Exhibit 3 is from Nanex’s “update” to its “research” and is the result of an order executed using a more efficient router, which was supplied by the IEX ATS. In this example, the Buysider reported better execution quality. This further supports the facts that the incomplete execution experienced by the Buysider (Exhibit 1 and Exhibit 2) is simply the result of the Buysider using a less-than-smart order router—not the boogie man or “HFT” or a “rigged” market. Indeed, I would be curious to hear Nanex’s rationalization of how trades like Exhibit 3 can exist in a “rigged” market.
Before the Trade
Before the Buysider’s order enters the market, the relative sizes of the $17.37 bid and the $17.38 offer reflect a large imbalance. In Exhibit 4 below, you can see that the $17.37 bid size is almost double the $17.38 offer size and that the offer size almost doubles in size by the end of the 4.6ms period. The growth of the $17.37 bid size, in conjunction with the fading $17.38 offer size, illustrates a normal price level transition that occurs when the demand exceeds the supply — not “phantom liquidity” or “irrefutable evidence” of HFT front-running. Again, it is important to understand that this transition was in motion before the Buysider’s first trade was executed.
After the Trade
Nanex claims that front-running allowed HFT to artificially raise the price of the underlying security and eroded price stability. The facts, illustrated in the chart below in Exhibit 5 (which depicts all Ford (F) trading activity for the subsequent 30 seconds after the Buysider’s purchase described above) shows that all but 200 shares over this time frame traded at the exact price the purchaser had sought to pay ($17.38).
In sum, contrary to claims by market expert Michael Lewis that Hunsader offers “clean, simple, irrefutable” proof that the markets are rigged, the data actually supports the opposite conclusion. It should also call into question the efficiency of the router being used by the Buysider and a general misunderstanding of the how the market works.
This example and analysis demonstrated the efficiency of a properly functioning market: There was a market imbalance (i.e., there was more interest on one side of the book than the other — in fact almost double as much interest on the bid) and when the Buysider began removing offers in an inefficient way, the offered price eventually did go higher.
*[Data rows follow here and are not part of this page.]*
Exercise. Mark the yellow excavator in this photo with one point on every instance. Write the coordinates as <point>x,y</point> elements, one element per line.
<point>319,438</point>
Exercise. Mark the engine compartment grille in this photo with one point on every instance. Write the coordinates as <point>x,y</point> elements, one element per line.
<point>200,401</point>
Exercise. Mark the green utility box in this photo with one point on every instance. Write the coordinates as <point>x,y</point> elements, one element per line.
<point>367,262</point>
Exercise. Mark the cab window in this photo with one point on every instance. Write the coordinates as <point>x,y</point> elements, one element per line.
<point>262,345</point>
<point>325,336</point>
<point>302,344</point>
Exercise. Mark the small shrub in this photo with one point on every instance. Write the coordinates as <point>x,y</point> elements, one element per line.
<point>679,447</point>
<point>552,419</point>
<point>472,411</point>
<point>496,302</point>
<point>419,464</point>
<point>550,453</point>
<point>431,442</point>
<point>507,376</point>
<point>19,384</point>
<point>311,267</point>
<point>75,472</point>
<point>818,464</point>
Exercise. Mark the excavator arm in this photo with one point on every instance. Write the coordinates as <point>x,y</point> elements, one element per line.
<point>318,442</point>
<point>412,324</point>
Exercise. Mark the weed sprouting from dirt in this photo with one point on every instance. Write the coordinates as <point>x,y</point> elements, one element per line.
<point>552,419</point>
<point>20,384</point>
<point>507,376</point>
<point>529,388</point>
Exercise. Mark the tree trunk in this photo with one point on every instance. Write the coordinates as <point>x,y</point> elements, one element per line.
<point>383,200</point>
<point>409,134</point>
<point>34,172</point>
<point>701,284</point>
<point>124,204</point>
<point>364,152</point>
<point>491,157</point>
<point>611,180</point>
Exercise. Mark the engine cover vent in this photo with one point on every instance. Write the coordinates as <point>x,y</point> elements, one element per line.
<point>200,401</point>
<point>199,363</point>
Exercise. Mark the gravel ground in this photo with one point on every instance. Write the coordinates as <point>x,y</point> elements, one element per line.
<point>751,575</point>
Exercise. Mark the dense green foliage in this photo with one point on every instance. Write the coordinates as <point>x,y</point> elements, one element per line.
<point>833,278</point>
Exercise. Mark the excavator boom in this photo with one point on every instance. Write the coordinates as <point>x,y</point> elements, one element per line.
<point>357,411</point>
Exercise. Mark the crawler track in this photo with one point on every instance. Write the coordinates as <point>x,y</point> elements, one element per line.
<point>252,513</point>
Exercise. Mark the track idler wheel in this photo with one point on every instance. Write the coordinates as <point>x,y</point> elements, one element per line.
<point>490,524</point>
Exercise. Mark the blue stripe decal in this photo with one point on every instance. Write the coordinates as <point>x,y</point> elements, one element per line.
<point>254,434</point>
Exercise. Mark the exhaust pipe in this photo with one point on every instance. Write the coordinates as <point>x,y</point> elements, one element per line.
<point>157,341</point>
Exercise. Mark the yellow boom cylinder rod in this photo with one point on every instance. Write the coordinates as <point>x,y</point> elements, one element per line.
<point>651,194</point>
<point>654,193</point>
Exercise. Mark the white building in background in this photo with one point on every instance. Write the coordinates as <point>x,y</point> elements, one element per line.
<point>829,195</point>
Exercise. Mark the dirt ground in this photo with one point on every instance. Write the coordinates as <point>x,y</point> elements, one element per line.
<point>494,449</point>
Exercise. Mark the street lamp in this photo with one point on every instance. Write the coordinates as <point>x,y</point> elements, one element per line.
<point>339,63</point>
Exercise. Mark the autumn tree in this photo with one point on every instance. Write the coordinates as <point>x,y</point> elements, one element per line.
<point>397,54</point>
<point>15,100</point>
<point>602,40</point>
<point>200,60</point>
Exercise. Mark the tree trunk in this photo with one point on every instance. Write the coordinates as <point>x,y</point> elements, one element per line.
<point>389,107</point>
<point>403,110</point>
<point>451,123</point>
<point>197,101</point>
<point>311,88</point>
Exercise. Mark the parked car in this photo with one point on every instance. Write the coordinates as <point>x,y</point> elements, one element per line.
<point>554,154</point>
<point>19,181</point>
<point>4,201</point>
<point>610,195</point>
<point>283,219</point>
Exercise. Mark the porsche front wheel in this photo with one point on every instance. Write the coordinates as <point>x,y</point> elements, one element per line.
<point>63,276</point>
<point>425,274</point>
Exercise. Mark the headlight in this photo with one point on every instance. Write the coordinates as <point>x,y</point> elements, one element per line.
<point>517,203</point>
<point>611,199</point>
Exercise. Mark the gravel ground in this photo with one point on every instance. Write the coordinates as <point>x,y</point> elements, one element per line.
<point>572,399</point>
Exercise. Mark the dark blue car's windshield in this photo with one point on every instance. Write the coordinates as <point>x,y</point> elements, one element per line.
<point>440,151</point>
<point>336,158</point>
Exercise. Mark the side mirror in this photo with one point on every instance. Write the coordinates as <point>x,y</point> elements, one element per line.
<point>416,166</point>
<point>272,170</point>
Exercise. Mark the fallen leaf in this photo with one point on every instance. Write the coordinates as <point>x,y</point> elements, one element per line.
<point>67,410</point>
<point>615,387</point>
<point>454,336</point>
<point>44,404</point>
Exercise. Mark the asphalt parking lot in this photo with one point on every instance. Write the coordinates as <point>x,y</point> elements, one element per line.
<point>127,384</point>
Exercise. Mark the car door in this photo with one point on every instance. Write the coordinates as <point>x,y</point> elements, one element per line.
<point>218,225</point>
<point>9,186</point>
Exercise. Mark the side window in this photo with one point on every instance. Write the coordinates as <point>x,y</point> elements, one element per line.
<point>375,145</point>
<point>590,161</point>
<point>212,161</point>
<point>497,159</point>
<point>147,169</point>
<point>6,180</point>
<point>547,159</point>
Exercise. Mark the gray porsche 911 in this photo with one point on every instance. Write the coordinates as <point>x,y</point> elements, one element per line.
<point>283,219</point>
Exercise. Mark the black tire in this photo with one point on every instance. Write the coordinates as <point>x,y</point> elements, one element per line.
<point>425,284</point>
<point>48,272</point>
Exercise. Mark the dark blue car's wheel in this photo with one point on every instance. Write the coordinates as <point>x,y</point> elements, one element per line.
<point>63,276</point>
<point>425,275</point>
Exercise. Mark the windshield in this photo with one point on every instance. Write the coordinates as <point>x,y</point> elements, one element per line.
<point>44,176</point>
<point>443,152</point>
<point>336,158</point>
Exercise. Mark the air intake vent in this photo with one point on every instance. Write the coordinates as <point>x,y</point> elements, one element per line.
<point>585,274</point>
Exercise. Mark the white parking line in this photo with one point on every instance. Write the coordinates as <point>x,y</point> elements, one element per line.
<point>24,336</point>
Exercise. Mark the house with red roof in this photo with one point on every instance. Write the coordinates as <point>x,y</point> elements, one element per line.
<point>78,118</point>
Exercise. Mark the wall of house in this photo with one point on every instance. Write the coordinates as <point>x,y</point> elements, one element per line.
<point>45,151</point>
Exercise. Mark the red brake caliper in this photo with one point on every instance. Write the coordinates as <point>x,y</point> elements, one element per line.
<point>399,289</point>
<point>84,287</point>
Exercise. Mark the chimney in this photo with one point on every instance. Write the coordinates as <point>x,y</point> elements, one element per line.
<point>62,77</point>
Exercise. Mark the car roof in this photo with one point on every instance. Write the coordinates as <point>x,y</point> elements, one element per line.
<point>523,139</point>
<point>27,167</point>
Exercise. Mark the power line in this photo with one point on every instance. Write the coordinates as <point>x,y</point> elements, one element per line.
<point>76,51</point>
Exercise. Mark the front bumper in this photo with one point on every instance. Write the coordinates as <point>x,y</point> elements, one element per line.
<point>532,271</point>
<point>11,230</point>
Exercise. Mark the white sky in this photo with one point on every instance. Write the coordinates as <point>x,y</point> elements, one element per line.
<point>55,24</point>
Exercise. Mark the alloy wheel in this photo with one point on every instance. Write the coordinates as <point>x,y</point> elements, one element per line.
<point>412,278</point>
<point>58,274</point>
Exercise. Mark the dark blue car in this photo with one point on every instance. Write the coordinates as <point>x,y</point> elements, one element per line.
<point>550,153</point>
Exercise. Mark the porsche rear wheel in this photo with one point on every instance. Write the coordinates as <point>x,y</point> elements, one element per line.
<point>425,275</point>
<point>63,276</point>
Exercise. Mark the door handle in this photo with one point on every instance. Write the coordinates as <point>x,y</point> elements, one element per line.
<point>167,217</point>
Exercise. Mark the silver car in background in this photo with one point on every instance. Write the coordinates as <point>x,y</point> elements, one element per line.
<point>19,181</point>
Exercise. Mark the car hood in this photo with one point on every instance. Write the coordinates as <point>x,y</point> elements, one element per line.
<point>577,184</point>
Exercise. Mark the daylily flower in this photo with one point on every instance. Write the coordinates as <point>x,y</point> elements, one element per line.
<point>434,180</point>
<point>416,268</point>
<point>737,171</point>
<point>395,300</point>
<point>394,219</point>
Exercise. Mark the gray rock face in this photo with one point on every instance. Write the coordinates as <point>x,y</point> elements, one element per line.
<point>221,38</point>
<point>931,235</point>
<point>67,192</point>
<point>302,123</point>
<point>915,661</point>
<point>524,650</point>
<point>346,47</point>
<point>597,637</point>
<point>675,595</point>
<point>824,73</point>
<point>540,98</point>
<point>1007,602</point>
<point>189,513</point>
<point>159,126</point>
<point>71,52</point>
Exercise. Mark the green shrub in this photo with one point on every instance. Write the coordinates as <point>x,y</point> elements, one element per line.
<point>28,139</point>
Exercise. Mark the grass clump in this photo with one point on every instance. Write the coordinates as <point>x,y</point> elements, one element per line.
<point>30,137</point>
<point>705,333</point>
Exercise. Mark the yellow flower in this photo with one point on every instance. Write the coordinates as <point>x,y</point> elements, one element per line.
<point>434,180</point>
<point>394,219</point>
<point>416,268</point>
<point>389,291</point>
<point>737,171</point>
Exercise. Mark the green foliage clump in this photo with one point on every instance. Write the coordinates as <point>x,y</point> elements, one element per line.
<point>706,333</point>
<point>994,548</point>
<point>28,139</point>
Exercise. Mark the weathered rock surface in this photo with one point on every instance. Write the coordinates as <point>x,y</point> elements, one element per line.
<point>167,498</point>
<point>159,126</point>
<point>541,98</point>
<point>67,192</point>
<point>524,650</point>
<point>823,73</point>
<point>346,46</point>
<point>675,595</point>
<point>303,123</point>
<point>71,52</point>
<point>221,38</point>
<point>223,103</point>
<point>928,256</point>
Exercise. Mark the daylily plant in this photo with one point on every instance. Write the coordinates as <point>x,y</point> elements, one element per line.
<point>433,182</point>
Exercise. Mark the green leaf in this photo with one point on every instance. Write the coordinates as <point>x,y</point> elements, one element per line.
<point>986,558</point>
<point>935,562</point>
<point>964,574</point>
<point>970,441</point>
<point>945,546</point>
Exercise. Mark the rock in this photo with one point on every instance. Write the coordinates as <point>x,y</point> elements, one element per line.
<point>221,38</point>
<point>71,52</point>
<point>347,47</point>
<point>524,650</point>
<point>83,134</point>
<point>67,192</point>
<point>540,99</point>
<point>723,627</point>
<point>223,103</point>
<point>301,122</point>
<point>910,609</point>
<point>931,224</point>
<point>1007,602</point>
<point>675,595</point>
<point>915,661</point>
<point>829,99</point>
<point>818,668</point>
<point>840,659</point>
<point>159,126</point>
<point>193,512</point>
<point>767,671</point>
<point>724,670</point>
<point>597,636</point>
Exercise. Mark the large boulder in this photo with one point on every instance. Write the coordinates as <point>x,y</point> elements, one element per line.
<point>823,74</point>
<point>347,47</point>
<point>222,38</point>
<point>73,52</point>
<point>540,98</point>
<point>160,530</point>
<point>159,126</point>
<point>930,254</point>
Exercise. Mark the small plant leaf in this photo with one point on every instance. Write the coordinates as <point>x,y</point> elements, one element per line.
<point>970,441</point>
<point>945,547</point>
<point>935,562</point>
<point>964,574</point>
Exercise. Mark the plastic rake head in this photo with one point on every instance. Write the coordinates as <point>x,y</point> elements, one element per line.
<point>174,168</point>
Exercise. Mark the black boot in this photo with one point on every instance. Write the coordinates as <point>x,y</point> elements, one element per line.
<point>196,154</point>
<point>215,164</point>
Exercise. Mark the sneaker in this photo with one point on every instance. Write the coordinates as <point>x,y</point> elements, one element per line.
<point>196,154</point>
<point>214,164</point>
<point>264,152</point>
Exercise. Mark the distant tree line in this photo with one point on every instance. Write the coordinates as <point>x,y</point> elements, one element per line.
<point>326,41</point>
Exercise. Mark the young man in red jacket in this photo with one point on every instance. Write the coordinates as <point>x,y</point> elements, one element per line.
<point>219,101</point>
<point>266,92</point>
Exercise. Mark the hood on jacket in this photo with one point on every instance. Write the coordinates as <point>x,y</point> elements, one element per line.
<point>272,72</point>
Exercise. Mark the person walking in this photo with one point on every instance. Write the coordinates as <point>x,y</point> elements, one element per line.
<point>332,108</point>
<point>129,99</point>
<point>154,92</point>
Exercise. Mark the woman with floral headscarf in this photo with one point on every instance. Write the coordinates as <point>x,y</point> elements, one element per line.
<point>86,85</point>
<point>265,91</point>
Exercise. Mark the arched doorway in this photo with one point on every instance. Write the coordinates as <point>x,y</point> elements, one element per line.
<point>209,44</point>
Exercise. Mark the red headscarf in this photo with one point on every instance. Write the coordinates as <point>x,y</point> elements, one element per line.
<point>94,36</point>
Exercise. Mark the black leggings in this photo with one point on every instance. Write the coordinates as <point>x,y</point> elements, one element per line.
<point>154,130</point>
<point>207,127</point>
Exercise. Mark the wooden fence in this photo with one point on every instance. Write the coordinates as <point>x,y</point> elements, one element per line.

This example and analysis also demonstrates the importance of using the right order router: A more efficient router likely would have removed more (or all) of the displayed liquidity — as demonstrated in Exhibit 3 — even if that meant prioritizing “pay to remove” venues ahead of “rebate to remove” venues in its liquidity seeking decisions .
Ultimately, Nanex’s study merely tells us what most traders already know—that the market reacts to new information by changing price, and if you don’t choose the right “smart” router, your execution quality will suffer.